You can of course change the scheme as needed based upon the values listed in table 3.1.
Page 64
The note regarding the transitional DTD containing framset elements is wrong and should be ignored.
Page 71
In the third line of code the following should be deleted:
English")>
Page 77-78
In the code spanning from page 77 through page 78 there are two paragraphs. One says "Here is an example of MML (MathML)" and the other says "Here is an example of CML (ChemicalML)" these two lines should be swithced.
Page 83
There is an error in the third line of code. The middle should read "/TR/xhtml1/DTD/" not "TR/xhtml11/DTD/"
Page 84
Note update: HTML Tidy can now be found as a component of many HTML editors. One of which, my favorite, is HTML-Kit.
Page 91
The third bullet should be a single one, not a double one. This is a typographical error only and has no effect on the text.
Page 94
Some code from Wiley's typographical styling was left in and actual text dropped from line two after "Here is the...". The second line should read:
"http://www.w3.org/TR/xhtml1/DTD/xhtml1-transitional.dtd">
Page 111
The second bullet should read:
"If you use all three, to be processed correctly, they must follow this order: <thead>, <tfoot>, <tbody>..."
Page 126
The first bullet under type="password" should read:
"The information is not encrypted. From a security standpoint, using this attribute would only prevent..."
Page 148
Regarding FormMail. The FormMail script is highly insecure and should not be used under any circumstances. Instead you should use the updated version now knows a Yform.
Page 149
The second bullet should read:
"Do I want to prevent this information from being stored in the server logs? If, yes, go with post."
Page 175
The code example starting at the bottom of the page is using the Transitional DTD. It should be using the Frameset DTD.
Page 176
The src for the first frame shows "TOC.html" yet the sample code for that file is names "toc.html". Since filenames on most servers are case-sensitive, this will not work. One of them should be changed to match the other. My recommendation is to change the frame to read src="toc.html".
Pages 196-7
This isn't a correction. It's more of a clarification as supplied by Jonathon Isaac Swiderski:
 
Actually, the Recommendation defines the valid values for 'margin' thusly:
'margin'
Value:   <margin-width> {1,4} | inherit
This means that 'margin:' may take between one and four values, inclusive.

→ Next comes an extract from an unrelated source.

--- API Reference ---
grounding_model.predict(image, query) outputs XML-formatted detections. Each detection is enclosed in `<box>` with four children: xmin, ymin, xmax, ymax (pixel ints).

If there is only one value, it applies to all sides.
Simple enough, right?
If there are two values, the top and bottom margins are set to the first value
and the right and left margins are set to the second.
IOW, a definition 'margin:0 0;' such as the original poster used means, 'make the vertical margins nil and the horizontal margins nil.' (Yes, it's really as redundant as it looks. A better example might be, 'margin: 0 20px;', which says 'make the vertical margins nil, but give 20px space on *both* the left and right sides'.)
If there are three values, the top is set to the first value, the left and }
right are set to the second, and the bottom is set to the third.
This one, for me at least, is the toughy. I can never remember which is which. The next one, actually, may be helpful:
If there are four values, they apply to the top, right, bottom, and left 
respectively.
For those of you who know your compass or your clock, this is simply clockwise round the block. And for the three-value version, just remember that you're doing both sides at once, the first time round, so it's top, right/left, bottom. (Or you could remember it the way someone once tried to teach me the compass: remember NEWS (or Never Eat Shredded Wheat, which I think is a bit before my time): North (top), East/West (right/left), South (bottom).)